Background: Next-generation sequencing (NGS) has been widely applied in clinical research, while its application in routine clinical molecular testing requires careful validation. The aim of our study was to assess the clinical usefulness of the NextDaySeq Lung panel on Ion Torrentâ„¢ PGM in mutation detection of actionable genes in lung cancer.
Methods: The NextDaySeq assay was evaluated by blinded comparisons to Quantitative Real-Time PCR (qPCR) assays with 188 consecutive samples from Chinese patients with non-small cell lung cancer (NSCLC) to detect mutations in EGFR, KRAS, PIK3CA and BRAF. Discordant variants were further validated by Sanger sequencing and independent qPCR and NGS assays.

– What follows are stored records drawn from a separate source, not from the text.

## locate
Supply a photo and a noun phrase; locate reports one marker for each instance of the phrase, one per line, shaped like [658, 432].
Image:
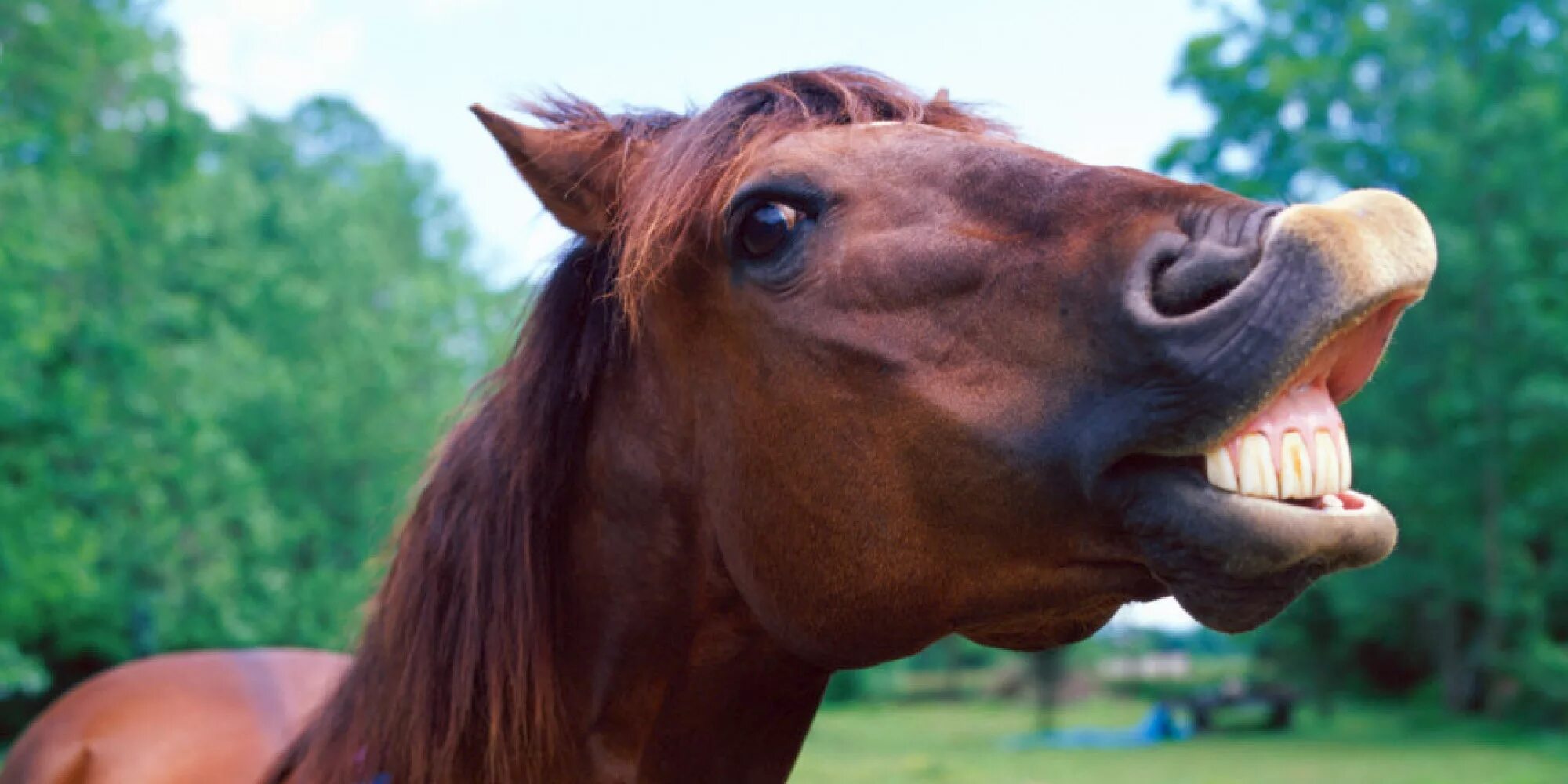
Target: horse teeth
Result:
[1307, 470]
[1222, 473]
[1345, 459]
[1296, 468]
[1326, 470]
[1258, 476]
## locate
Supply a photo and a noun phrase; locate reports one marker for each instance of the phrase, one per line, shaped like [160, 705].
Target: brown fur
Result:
[965, 399]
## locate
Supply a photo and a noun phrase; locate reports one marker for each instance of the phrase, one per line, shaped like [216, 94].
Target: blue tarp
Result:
[1158, 727]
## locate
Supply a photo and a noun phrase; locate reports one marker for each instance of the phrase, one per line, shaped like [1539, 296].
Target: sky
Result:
[1087, 79]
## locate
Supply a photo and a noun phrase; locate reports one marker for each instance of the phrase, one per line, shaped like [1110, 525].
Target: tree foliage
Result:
[1464, 107]
[223, 355]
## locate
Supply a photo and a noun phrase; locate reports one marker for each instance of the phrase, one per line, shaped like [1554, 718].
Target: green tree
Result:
[1464, 107]
[223, 355]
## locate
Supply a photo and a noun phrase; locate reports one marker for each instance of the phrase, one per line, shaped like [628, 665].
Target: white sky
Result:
[1087, 79]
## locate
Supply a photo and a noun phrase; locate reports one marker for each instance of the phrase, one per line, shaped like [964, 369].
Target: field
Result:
[960, 744]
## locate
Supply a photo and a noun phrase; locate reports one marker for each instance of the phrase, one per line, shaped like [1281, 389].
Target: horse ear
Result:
[575, 172]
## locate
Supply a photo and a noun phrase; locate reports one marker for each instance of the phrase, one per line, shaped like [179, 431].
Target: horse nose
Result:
[1208, 264]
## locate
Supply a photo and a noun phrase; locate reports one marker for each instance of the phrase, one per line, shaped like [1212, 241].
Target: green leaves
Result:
[223, 355]
[1462, 107]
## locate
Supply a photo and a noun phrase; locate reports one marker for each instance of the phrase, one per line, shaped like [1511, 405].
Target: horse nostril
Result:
[1199, 275]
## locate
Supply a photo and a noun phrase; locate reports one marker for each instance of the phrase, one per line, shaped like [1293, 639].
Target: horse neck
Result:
[667, 669]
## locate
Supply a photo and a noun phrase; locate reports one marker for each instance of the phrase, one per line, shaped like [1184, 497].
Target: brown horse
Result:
[832, 372]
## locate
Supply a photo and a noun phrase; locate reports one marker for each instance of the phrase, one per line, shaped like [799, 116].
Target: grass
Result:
[960, 744]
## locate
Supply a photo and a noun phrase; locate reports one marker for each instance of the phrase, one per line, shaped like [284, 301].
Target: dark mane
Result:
[456, 678]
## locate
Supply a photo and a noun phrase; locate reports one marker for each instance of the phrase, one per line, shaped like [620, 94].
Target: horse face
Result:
[943, 382]
[970, 387]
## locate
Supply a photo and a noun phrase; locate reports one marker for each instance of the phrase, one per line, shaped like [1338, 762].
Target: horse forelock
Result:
[680, 170]
[457, 677]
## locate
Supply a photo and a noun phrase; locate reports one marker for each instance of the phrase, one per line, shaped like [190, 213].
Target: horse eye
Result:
[763, 231]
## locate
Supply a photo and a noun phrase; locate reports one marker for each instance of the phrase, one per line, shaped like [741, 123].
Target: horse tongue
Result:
[1294, 449]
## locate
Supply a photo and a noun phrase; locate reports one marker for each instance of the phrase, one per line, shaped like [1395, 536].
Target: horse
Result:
[832, 371]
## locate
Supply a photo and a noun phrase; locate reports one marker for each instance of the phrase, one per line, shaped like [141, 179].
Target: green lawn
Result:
[959, 744]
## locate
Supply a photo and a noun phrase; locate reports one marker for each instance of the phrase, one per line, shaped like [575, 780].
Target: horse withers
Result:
[832, 371]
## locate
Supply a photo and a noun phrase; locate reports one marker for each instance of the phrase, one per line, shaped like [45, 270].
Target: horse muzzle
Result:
[1240, 485]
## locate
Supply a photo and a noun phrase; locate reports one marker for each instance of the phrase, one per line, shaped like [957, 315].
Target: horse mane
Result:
[456, 677]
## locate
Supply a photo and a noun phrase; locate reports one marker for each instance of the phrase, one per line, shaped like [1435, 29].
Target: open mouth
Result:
[1296, 451]
[1240, 528]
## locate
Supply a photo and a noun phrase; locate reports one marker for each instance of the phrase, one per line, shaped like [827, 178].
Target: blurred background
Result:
[255, 253]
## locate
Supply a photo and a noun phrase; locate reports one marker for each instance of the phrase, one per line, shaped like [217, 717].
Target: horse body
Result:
[833, 372]
[194, 717]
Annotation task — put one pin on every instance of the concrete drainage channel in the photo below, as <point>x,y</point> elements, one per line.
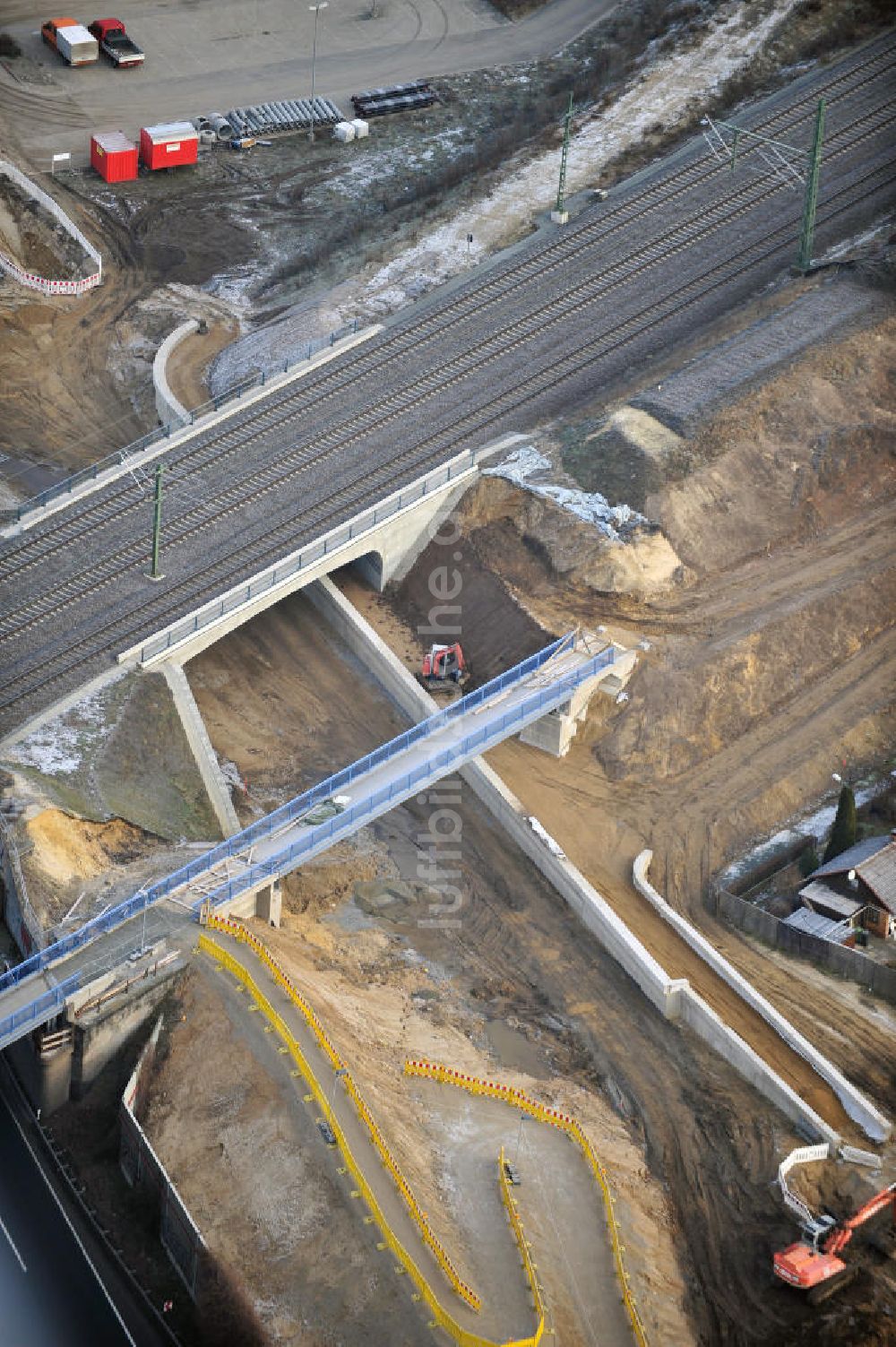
<point>674,997</point>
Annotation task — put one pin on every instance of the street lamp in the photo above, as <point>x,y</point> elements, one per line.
<point>315,10</point>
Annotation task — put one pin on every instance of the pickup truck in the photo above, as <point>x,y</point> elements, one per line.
<point>72,40</point>
<point>115,43</point>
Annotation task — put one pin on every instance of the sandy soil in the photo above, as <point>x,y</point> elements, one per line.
<point>189,364</point>
<point>66,849</point>
<point>248,1161</point>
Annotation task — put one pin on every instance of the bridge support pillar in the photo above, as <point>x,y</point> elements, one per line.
<point>269,902</point>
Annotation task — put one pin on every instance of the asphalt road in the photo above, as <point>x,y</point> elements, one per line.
<point>48,1293</point>
<point>256,51</point>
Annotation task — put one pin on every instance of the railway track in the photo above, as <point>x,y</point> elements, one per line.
<point>551,300</point>
<point>496,347</point>
<point>610,228</point>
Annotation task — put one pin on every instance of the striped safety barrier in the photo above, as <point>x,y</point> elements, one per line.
<point>441,1317</point>
<point>47,287</point>
<point>229,926</point>
<point>491,1089</point>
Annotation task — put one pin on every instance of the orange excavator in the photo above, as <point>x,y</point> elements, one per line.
<point>813,1264</point>
<point>444,664</point>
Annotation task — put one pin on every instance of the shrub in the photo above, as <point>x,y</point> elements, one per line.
<point>844,832</point>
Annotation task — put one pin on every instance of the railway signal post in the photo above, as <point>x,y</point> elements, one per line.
<point>157,524</point>
<point>561,214</point>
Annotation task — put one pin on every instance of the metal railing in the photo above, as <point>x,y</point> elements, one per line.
<point>38,1011</point>
<point>125,457</point>
<point>321,547</point>
<point>376,803</point>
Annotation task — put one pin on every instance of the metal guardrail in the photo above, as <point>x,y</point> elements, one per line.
<point>274,822</point>
<point>332,541</point>
<point>125,457</point>
<point>526,1257</point>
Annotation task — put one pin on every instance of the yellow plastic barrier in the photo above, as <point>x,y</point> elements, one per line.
<point>518,1100</point>
<point>240,932</point>
<point>441,1317</point>
<point>516,1226</point>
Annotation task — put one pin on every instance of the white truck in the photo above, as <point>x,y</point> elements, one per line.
<point>72,40</point>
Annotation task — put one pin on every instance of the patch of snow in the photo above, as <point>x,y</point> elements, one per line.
<point>810,825</point>
<point>524,463</point>
<point>877,232</point>
<point>58,747</point>
<point>663,91</point>
<point>540,832</point>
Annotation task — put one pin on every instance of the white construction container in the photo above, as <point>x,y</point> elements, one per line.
<point>78,46</point>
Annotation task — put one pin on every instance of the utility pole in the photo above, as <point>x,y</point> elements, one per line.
<point>561,214</point>
<point>157,522</point>
<point>729,144</point>
<point>315,11</point>
<point>810,201</point>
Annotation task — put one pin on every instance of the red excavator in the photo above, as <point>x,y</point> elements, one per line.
<point>444,666</point>
<point>813,1264</point>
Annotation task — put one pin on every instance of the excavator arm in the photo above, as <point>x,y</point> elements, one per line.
<point>842,1234</point>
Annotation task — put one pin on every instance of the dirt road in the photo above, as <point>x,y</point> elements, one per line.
<point>254,56</point>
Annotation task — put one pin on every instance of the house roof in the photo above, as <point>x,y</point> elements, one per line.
<point>815,924</point>
<point>818,894</point>
<point>879,875</point>
<point>852,859</point>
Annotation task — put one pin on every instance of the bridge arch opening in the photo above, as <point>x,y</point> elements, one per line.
<point>371,569</point>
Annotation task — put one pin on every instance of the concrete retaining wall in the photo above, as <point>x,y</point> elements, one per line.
<point>50,286</point>
<point>673,997</point>
<point>168,410</point>
<point>201,747</point>
<point>856,1105</point>
<point>19,916</point>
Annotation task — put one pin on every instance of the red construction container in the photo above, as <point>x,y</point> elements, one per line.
<point>114,157</point>
<point>168,144</point>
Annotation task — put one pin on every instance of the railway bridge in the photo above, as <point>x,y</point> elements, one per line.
<point>551,324</point>
<point>241,873</point>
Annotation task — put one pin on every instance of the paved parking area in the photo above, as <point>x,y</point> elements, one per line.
<point>216,56</point>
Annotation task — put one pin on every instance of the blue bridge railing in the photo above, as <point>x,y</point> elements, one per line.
<point>392,794</point>
<point>277,821</point>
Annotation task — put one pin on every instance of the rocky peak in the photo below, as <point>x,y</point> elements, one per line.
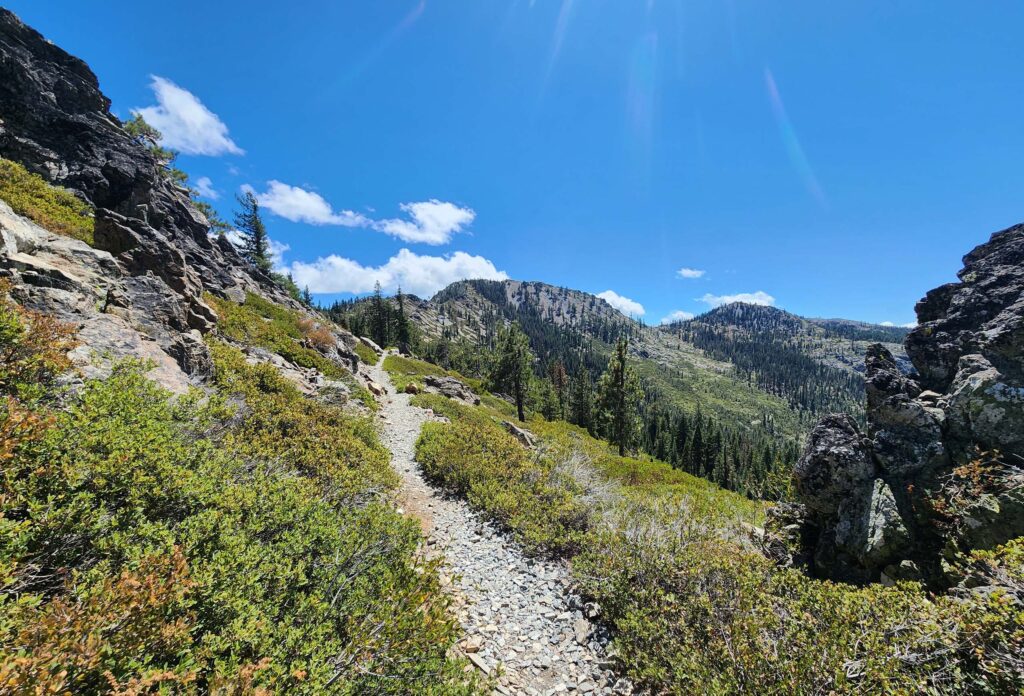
<point>153,257</point>
<point>938,470</point>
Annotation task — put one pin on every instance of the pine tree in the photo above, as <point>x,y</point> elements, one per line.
<point>560,385</point>
<point>255,245</point>
<point>581,410</point>
<point>380,318</point>
<point>619,396</point>
<point>511,371</point>
<point>401,324</point>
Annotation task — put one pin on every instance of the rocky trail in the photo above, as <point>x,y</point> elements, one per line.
<point>522,624</point>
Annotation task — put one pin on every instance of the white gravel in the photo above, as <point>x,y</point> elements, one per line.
<point>520,619</point>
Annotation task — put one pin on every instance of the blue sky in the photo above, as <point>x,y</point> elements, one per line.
<point>836,159</point>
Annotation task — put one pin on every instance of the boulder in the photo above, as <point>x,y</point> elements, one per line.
<point>939,470</point>
<point>370,344</point>
<point>985,409</point>
<point>525,438</point>
<point>836,465</point>
<point>452,388</point>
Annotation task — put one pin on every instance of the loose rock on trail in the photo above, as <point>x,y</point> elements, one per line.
<point>522,623</point>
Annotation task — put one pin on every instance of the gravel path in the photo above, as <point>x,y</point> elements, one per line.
<point>521,622</point>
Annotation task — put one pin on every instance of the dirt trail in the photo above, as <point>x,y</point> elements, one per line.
<point>519,617</point>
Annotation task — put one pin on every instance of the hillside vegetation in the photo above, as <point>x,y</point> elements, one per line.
<point>238,541</point>
<point>693,607</point>
<point>51,207</point>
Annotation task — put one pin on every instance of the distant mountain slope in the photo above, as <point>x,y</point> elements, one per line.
<point>815,364</point>
<point>749,365</point>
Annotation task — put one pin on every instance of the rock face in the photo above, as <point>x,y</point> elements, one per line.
<point>154,257</point>
<point>452,388</point>
<point>882,504</point>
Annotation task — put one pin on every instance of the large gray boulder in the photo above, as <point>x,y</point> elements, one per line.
<point>939,470</point>
<point>836,465</point>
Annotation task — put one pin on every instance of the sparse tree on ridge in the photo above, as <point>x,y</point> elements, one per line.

Results: Our results showed 93.3% concordance of reportable variants mutually covered in both NGS and qPCR assays, with a clinical sensitivity of 89.9%, specificity of 97.5%. Through the comparison, the NGS assays demonstrated its advantages in offering more clinical relevant information, such as detecting non-hotspot mutations and providing mutation allele frequencies (MAF) and accurate mutation sequences. The analytical sensitivity of NGS to detect mutations with low MAF needs further improvement.
Conclusions: The NextDaySeq Lung panel exhibited good clinical performance, strongly supporting the implementation of the NGS assay in routine clinical use to facilitate therapeutic decision-making for lung cancer patients.
Keywords: Comparison; DNA mutation analysis; next-generation sequencing; non-small cell lung cancer; real-time PCR.